A U.S. military Chinook helicopter (file photo) If confirmed as a hostile-fire incident, the 28 June downing of a U.S. military helicopter in Afghanistan that left 16 soldiers dead would be the most costly such incident for U.S. forces in that country since October 2001. The recent resurgence of violence seems to have shattered assertions following Afghanistan's October 2004 presidential election that the insurgency there had been quelled.

The 28 June crash of a U.S. Chinook helicopter with sixteen service members on board in northeastern Afghanistan's Konar Province might well have been caused by enemy fire, although the U.S. military says the incident is under investigation. Media quoted Lieutenant General James Conway, director of operations for the U.S. Joint Chiefs of Staff, as saying on 30 June that the military believes the helicopter was shot down by a rocket-propelled grenade.

The incident, however, has raised questions about whether the insurgents operating against U.S.-led coalition forces and Afghan government troops have obtained new weapons or have learned new tactics. If confirmed, the downing would be the single greatest loss of life due to enemy fire by U.S. forces since October 2001.

The details for the Chinook's crash suggest that either a surface-to-air missile such as a U.S.-made Stinger or Russian SAM-7 or a rocket-propelled grenade -- the most common type in use in Afghanistan is the Russian RPG-7, which was originally an anti-tank weapon -- was used to bring down the aircraft.

The neo-Taliban, who have claimed responsibility for the shooting down the Chinook, have made contradictory statements regarding the type of weapon used.

Mullah Mohammad Ismail -- who claims loyalty to former Taliban leader Mullah Mohammad Omar, but has his own group called Bira'a bin Malik -- told Peshawar-based Afghan Islamic Press on 29 June that his forces stuck the aircraft with rockets from a distance of 30 to 50 meters. The "helicopter was almost on the ground and was not brought down from the air," Mohammad Ismail added, confirming speculation by U.S. authorities that a rocket-propelled grenade was the most likely weapons used to hit the aircraft.
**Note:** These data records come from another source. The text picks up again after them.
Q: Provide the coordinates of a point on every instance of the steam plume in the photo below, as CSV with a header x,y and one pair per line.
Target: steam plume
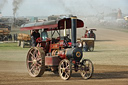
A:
x,y
2,3
16,4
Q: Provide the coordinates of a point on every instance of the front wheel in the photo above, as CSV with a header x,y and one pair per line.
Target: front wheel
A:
x,y
36,62
87,69
65,69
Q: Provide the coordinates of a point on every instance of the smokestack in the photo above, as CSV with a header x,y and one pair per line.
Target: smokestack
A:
x,y
16,4
73,30
2,3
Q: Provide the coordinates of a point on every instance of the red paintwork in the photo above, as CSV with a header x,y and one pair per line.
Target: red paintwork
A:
x,y
40,27
59,25
52,61
62,55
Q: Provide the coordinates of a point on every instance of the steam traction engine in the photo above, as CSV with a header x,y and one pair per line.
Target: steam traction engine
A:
x,y
60,54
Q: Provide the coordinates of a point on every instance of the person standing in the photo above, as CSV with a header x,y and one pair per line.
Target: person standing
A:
x,y
34,35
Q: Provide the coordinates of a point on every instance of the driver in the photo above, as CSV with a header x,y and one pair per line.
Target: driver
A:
x,y
34,35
The person most frequently speaking for the neo-Taliban, Mullah Latifullah Hakimi, told several news agencies the Chinook was brought down by a "new type of weapon," without providing any details.

Mohammad Ismail's claims are in line with the current capabilities of the insurgents operating in Afghanistan, and RPG-7s have been used before in Afghanistan and in other conflicts to attack helicopters flying at low altitudes or during landings and takeoffs. However, if Hakimi's claim that a new type of weapon, most likely an anti-aircraft device, was used is true, then the United States and its allies no longer have total air dominance over Afghanistan. It should be noted that in the past Hakimi has exaggerated figures and has even claimed responsibility for acts of violence that later were confirmed to have been commited by other groups.
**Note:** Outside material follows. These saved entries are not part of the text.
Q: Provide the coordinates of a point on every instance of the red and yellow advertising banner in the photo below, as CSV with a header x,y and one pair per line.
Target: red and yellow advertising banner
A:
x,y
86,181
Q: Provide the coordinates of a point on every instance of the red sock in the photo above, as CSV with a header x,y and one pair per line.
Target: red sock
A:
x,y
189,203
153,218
Beyond the possible use of new weapons systems, the downing of the Chinook could point to a sophistication of tactics by the insurgents in Afghanistan. There are suggestions that the special-operations aircraft was lured to an area where it was became an easy target. The helicopter was reportedly on a mission to transport special-operations troops to an area where insurgents had confronted a group of pro-U.S. Afghan personnel. The neo-Taliban or their al-Qaeda allies could have deliberately left a few of the Afghans alive so that they would call for reinforcements, while the attackers prepared for their target.

The shooting down of the Chinook may have been the result of an opportune shot by the insurgents. However, the recent escalation both in insurgent activities and terrorist attacks in southern and eastern Afghanistan suggest that groups fighting against President Hamid Karzai's government and its foreign backers have not been defeated, as was suggested after the successful holding of the presidential elections in October.

Moreover, RFE/RL learned from various Afghan authorities in Kabul last week that there are indications of increased attempts by some of Afghanistan's neighbors to destabilize the situation in the country. The main aim of the alleged interferences is to make the presence of the United States in Afghanistan unpopular and costly with the eventual aim of driving the United States out of the country.

The Chinook incident -- if it was a preplanned tactical operation perhaps involving more sophisticated weapons -- will undoubtedly make anti-insurgency operations more difficult for the U.S.-led coalition forces and could forestall plans to make NATO more involved in security management of Afghanistan.

And beyond the immediate military implication of this incident, a political understanding between Kabul and some of its neighbors is necessary to avoid plunging Afghanistan back into a quagmire from which it is yet to recover.